Reviews

BadBadNotGood
IV

(Innovative Leisure)

8/10

The fourth album from Toronto jazz quartet BadBadNotGood starts out owing much to the slinky 1960s film scores of people like Lalo Schifrin, Harold Budd and David Axelrod, all smoky soundscapes offering flourishes of melody among a whole heap of cool-jazz atmosphere. It’s seductive stuff, expertly played and produced: ‘Time Moves Slow’, with Future Islands’ Samuel T Herring, is full of gravelly lament, while ‘Confessions Pt II’ has a driving cinematic urgency that would sit perfectly under some lost Steve McQueen thriller.

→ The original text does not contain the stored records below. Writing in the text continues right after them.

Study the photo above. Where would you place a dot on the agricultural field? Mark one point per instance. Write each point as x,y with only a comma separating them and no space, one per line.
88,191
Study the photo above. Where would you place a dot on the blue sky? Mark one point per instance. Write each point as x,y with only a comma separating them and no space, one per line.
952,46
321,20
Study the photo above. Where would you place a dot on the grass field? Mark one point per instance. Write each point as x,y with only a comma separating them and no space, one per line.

The record changes tack entirely for the second side, however, ditching the rather captivating Los Angeles noir ambience in favour of head-bobbing noodly jazz. Given the rather luxe space and minimalism that’s been before, the suddenly upped freneticism is a risky move, but thankfully one the band pulls off: ratatat drums and fidgety electric bass underpin the virtuoso sax playing on the title track, and their backing of emerging rapper Mick Jenkins on ‘Hyssop of Love’ has all the ecstatic freedom of recent Kendrick Lamar tracks.

Of course, this sort of stylistic yin and yang doesn’t create the most consistent listening experience, and ‘IV’ ends up resembling more two adjacent EPs than a single body of work. While that might be to the detriment of the whole, the split doesn’t detract from its individual parts, which remain stylish, sensitive and expressive throughout.